In "The Hoop", his first book of poems, John Burnside takes his bearings from Celtic mythology and from landscape, especially that of Gloucestershire. "The things that contribute to how I work are botanical texts and drawings, fairy stories, Celtic and Romance literature". The originality of his work lies in its themes – stewardship of the land, a sense that landscape by being described is being valued and preserved – and in his disciplined eye and ear.

About the Author

John Burnside was born on 19 March 1955 in Dunfermline, Scotland, and now lives in Fife.

He studied English and European Languages at Cambridge College of Arts and Technology.

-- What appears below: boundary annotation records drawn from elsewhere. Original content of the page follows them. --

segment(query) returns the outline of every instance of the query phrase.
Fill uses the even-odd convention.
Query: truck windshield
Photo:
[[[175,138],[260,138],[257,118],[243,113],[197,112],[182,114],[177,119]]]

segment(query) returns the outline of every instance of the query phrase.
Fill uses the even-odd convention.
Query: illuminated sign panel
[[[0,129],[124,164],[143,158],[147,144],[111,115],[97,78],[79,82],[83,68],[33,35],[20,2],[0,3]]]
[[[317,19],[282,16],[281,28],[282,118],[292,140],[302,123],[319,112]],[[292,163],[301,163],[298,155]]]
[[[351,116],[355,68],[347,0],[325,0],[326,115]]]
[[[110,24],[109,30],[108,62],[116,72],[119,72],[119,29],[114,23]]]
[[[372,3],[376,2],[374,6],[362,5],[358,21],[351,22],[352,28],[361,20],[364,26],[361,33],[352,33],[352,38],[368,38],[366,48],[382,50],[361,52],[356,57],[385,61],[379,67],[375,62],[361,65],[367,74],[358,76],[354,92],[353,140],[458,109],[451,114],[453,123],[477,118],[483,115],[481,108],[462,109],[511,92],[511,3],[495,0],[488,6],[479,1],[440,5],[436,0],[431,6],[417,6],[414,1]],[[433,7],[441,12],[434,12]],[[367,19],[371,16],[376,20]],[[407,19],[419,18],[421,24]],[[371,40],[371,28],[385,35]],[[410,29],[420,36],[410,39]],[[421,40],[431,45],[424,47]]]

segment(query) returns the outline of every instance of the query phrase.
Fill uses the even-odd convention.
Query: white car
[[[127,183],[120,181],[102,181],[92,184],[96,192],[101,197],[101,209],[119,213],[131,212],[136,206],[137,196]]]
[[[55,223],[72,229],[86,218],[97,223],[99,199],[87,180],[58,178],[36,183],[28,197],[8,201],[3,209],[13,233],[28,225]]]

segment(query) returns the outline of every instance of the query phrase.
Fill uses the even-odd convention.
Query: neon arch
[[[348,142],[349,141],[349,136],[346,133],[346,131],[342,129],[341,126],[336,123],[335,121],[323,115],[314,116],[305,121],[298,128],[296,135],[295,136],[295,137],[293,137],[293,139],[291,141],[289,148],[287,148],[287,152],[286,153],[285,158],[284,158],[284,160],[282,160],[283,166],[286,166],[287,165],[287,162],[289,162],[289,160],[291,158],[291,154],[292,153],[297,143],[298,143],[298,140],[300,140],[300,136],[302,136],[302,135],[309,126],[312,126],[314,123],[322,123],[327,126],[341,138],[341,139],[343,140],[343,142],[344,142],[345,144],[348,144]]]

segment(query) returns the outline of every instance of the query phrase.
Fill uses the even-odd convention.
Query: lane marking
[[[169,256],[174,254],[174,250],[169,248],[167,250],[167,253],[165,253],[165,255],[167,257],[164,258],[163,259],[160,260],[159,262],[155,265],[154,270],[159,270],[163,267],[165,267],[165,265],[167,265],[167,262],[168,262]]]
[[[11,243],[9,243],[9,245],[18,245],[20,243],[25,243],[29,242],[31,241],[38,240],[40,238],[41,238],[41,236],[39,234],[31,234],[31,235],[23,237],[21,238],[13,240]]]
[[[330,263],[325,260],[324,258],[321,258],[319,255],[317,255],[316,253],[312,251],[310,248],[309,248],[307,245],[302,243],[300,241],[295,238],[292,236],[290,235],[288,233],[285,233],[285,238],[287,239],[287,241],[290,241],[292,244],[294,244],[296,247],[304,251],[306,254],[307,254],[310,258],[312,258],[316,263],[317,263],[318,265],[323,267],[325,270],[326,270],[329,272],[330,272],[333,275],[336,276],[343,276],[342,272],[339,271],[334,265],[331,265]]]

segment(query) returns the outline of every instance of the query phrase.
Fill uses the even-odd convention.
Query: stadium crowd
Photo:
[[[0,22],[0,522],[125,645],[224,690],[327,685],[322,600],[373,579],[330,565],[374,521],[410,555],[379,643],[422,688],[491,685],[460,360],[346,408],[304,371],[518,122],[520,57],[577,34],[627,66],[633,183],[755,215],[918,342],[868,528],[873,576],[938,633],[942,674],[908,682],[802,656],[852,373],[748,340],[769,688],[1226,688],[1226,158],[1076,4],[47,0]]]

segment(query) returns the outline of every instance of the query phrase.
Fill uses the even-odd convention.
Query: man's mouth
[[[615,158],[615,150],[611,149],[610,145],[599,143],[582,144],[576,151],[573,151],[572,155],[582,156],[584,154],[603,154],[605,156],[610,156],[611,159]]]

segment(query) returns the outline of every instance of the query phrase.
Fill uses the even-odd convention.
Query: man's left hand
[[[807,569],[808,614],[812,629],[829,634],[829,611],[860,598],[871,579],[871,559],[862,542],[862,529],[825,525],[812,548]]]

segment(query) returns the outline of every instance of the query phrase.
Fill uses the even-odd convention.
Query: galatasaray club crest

A former computer software engineer, he has been a freelance writer since 1996. He is a former Writer in Residence at Dundee University and now teaches at the University of St Andrews.

His first collection of poetry, "The Hoop", was published in 1988 and won a Scottish Arts Council Book Award. Other poetry collections include "Common Knowledge" (1991), "Feast Days" (1992), winner of the Geoffrey Faber Memorial Prize, and "The Asylum Dance" (2000), winner of the Whitbread Poetry Award and shortlisted for both the Forward Poetry Prize (Best Poetry Collection of the Year) and the T. S. Eliot Prize. "The Light Trap" (2001) was also shortlisted for the T. S. Eliot Prize. His poetry collection, "The Good Neighbour" (2005), was shortlisted for the 2005 Forward Poetry Prize (Best Collection). In 2008, he received a Cholmondeley Award.

He is also the author of a collection of short stories, "Burning Elvis" (2000), and several novels, including "The Dumb House" (1997), "The Mercy Boys" (1999) and "The Locust Room" (2001), which is set in Cambridge in 1975, and explores the consequences of a series of violent rapes. His novel, "Living Nowhere" (2003), is a powerful and violent story of friendship and loss. Recent novels are "The Devil's Footprints" (2007), shortlisted for the 2008 James Tait Black Memorial Prize (for fiction), and Glister (2008).

John Burnside's memoir, "A Lie About My Father", was published in 2006, and a sequel, "Waking Up in Toytown", in 2010, shortlisted for the 2011 PEN/Ackerley Prize. His latest collections of poetry are "Gift Songs" (2007) and "The Hunt in the Forest" (2009). His latest novel is "A Summer of Drowning" (2011), a suspense mystery narrated by a teenage girl.